Que houve uma tentativa de unir o culto de Afrodite Ericina ao território de Cartago, uma antiga cerimônia demonstraria [6]: uma vez por ano, pombos viajantes saíam do templo de Erice em direção a Cartago, e voltavam depois de alguns dias , acolhidos pela população exultante que os considerou companheiros da deusa que, invisível, visitou o lugar africano e depois voltou ao templo. Emanuele Ciaceri afirmou que, em sua época, no final do século 800, ainda era possível observar pombos que, anualmente, saíam do Monte Erice para ir para a Líbia e depois voltar [7].
Além da origem do culto, na região dos Elimi e em todo caso em toda a área sob a influência púnica, Afrodite era vista como a deusa da fecundação, assim como a protetora dos marinheiros. Com características mais próximas da mitologia helênica clássica, o culto a Afrodite era praticado no resto da ilha.

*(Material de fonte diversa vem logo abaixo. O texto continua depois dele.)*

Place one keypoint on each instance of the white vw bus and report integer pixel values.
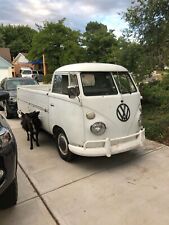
(105, 108)
(92, 109)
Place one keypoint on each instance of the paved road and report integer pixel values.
(126, 189)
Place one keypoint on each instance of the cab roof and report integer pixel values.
(95, 67)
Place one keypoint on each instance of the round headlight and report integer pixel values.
(5, 137)
(98, 128)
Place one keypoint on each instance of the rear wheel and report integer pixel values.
(9, 197)
(63, 146)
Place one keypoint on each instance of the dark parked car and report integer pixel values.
(8, 162)
(10, 85)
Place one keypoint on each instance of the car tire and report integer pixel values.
(6, 111)
(63, 146)
(9, 197)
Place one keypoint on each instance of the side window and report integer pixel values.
(73, 81)
(60, 84)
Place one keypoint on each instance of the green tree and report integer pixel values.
(98, 42)
(149, 22)
(60, 44)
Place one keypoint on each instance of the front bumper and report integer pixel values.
(110, 147)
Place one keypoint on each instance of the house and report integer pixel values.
(20, 61)
(5, 63)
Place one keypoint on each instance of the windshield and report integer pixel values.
(124, 82)
(98, 83)
(12, 84)
(26, 72)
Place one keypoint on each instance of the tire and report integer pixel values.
(9, 197)
(63, 146)
(6, 111)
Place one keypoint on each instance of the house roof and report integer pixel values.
(92, 67)
(4, 63)
(20, 55)
(5, 53)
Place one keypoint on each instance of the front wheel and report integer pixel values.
(63, 146)
(9, 197)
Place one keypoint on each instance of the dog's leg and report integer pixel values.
(27, 135)
(37, 139)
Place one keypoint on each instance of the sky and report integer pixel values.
(77, 12)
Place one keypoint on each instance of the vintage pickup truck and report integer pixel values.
(91, 109)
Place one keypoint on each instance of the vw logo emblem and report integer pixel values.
(123, 112)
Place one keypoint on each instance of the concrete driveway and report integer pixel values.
(126, 189)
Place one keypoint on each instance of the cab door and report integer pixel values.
(65, 112)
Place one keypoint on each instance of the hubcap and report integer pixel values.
(62, 144)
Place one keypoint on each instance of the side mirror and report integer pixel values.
(73, 91)
(4, 95)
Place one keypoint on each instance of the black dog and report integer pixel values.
(32, 125)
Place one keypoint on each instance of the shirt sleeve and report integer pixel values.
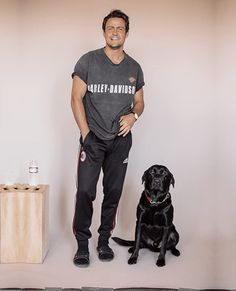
(81, 68)
(140, 79)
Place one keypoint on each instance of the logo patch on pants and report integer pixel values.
(125, 161)
(82, 156)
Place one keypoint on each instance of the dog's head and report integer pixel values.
(158, 179)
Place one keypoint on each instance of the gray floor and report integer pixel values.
(200, 266)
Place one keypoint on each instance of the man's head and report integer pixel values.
(116, 14)
(115, 29)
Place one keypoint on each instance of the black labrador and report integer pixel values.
(154, 226)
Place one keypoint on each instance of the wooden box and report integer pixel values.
(24, 223)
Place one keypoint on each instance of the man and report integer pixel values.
(107, 99)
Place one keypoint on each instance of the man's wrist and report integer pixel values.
(135, 114)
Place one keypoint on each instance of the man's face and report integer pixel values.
(115, 33)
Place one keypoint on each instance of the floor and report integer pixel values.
(196, 268)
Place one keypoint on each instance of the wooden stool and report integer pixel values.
(24, 223)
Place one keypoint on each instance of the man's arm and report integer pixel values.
(79, 89)
(127, 121)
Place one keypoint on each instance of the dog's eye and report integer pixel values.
(153, 171)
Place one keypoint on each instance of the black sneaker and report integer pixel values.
(81, 259)
(105, 253)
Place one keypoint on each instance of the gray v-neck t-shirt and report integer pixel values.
(110, 90)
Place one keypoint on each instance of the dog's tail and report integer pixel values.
(123, 242)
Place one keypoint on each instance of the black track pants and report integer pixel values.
(112, 157)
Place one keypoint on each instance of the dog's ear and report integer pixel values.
(144, 177)
(172, 181)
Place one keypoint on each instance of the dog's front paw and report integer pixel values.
(131, 250)
(160, 262)
(132, 260)
(175, 252)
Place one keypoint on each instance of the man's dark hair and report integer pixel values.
(116, 14)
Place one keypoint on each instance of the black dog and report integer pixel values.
(154, 226)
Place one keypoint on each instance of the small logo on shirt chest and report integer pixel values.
(132, 80)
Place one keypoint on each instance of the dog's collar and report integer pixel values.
(149, 199)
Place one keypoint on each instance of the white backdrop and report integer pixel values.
(186, 49)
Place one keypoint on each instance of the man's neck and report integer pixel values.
(115, 55)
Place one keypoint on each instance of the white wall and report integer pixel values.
(189, 114)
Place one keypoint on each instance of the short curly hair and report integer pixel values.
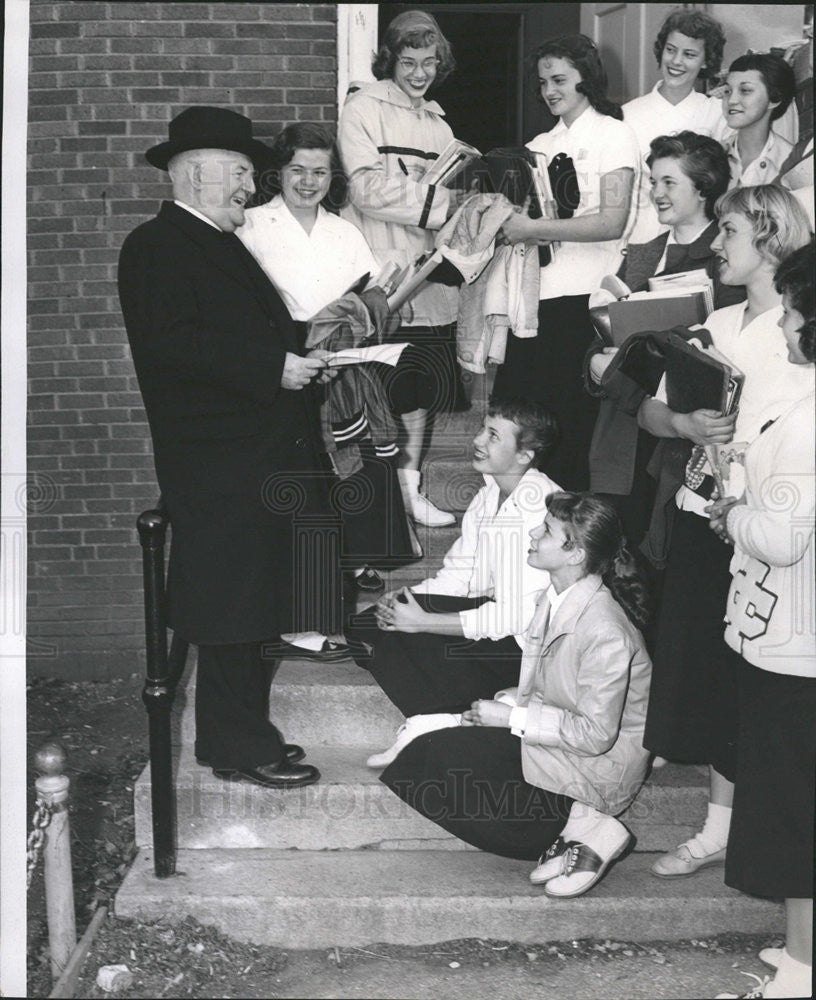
(702, 159)
(695, 24)
(794, 278)
(415, 29)
(780, 224)
(777, 76)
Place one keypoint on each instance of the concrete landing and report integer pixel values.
(300, 899)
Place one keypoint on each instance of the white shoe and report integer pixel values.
(426, 514)
(680, 862)
(417, 505)
(415, 725)
(585, 867)
(771, 957)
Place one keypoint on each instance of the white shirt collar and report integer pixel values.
(198, 214)
(555, 599)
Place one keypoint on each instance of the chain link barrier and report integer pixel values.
(40, 820)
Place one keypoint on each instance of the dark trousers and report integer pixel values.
(232, 707)
(424, 673)
(469, 781)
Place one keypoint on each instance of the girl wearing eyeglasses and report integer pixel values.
(389, 135)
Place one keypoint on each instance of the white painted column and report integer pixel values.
(357, 42)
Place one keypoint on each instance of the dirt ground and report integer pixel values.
(103, 728)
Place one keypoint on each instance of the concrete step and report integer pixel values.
(302, 899)
(350, 809)
(315, 704)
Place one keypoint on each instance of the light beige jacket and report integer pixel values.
(585, 682)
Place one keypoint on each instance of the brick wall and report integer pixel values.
(105, 80)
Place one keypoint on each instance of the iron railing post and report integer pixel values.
(158, 692)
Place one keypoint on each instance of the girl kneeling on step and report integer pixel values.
(542, 768)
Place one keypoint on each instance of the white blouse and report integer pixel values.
(309, 270)
(597, 145)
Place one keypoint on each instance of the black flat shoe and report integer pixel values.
(329, 652)
(293, 752)
(284, 774)
(369, 580)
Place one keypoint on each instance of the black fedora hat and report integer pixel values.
(203, 127)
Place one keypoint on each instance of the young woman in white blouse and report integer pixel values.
(770, 624)
(688, 48)
(758, 91)
(313, 257)
(589, 149)
(693, 713)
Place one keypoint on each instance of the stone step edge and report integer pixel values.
(300, 899)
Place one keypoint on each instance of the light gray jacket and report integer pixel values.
(585, 682)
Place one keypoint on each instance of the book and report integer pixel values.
(386, 354)
(643, 311)
(408, 280)
(697, 280)
(451, 162)
(700, 379)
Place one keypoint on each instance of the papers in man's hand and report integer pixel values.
(407, 281)
(386, 354)
(451, 162)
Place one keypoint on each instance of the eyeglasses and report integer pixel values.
(427, 65)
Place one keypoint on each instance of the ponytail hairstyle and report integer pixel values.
(581, 53)
(594, 525)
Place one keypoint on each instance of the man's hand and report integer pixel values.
(718, 515)
(487, 713)
(299, 372)
(705, 426)
(376, 303)
(600, 362)
(402, 614)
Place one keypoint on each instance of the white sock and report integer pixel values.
(793, 978)
(409, 482)
(307, 640)
(582, 819)
(714, 835)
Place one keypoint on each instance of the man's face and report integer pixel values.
(224, 187)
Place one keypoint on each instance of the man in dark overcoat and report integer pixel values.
(222, 380)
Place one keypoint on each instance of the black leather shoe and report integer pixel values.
(284, 774)
(293, 752)
(329, 652)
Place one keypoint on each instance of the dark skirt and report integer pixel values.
(693, 714)
(427, 376)
(770, 846)
(376, 530)
(549, 369)
(424, 673)
(469, 781)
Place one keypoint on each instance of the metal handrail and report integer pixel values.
(162, 676)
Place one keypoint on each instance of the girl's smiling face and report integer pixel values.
(558, 80)
(745, 99)
(415, 70)
(306, 178)
(674, 195)
(737, 257)
(683, 58)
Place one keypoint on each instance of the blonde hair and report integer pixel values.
(779, 222)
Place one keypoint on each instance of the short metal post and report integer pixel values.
(158, 691)
(52, 788)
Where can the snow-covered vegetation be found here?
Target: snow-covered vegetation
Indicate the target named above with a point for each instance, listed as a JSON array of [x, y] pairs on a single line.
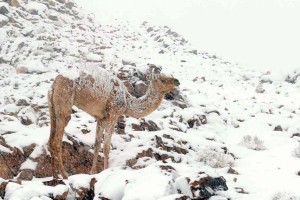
[[224, 123]]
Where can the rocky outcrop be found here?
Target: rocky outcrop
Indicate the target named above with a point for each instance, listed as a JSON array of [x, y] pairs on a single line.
[[76, 155]]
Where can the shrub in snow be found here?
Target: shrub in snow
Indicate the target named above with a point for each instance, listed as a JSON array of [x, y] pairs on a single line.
[[253, 143], [296, 151], [216, 159], [27, 116]]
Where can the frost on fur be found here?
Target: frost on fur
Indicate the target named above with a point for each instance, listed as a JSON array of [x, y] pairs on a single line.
[[285, 196], [253, 143], [296, 151], [216, 159]]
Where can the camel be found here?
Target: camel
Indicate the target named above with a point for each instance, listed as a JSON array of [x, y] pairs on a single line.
[[105, 98]]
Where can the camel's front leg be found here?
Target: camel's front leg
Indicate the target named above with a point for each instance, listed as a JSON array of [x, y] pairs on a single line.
[[99, 135], [107, 139]]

Falamos de tal culto a Syracuse, Acre, Messina, Selinunte, Hymera, Naxos e Catania [8].
Os achados arqueológicos fornecem informações sobre o culto de Afrodite em diferentes partes da Sicília; no Monte Hiato, sede do antigo centro Elimo de Iaitai, foram encontrados os restos de um santuário dedicado à deusa. Sob as ruínas do santuário, que data de meados do século VI. AC [9], foram encontrados vestígios de ocupação que datam do final do século VIII AC. Isso sugeriria um culto indígena helenizado posterior.
Dos três templos de Selinunte designados com as letras E, F e G, o templo E, que normalmente é atribuído a Hera, também é designado a Afrodite [10].
Também para Morgantina vestígios do culto a Afrodite foram encontrados. Além de uma antiga inscrição que sugeria a existência de um templo dedicado à deusa, foram encontrados os restos de um santuário e, nas proximidades, um vaso dedicado a Afrodite. O santuário remonta ao final do século IV. B.C.
Ad Akray, os restos de um santuário do século VI ainda são visíveis. B.C; uma inscrição dedicada a Afrodite sugere que ela também foi dedicada à deusa [11].
Ad Hymera, um dos templos na área sagrada da cidade alta, e precisamente aquele nomeado com a letra B, talvez seja atribuível a Afrodite [12].
Finalmente, também um dos santuários encontrados em Mégara Iblea é atribuído ao culto da deusa.
sincretismo religioso
Com a chegada da religião cristã à ilha, a influência do culto a Afrodite não se esgotou completamente. No Monte Erice, sede do antigo templo de Vênus Ericina, um templo foi erguido Virgem Maria, mas o apelido "a beleza dos sete véus”É um vínculo claro com o antigo culto pagão. Já no século XNUMX, durante as celebrações da Madonna, a população visitava o templo pagão com frequência. Isso obrigou os membros do clero a tomar medidas para desencorajar esse hábito, aumentando as solenidades da festa de Nossa Senhora e concedendo particular indulgência aos participantes.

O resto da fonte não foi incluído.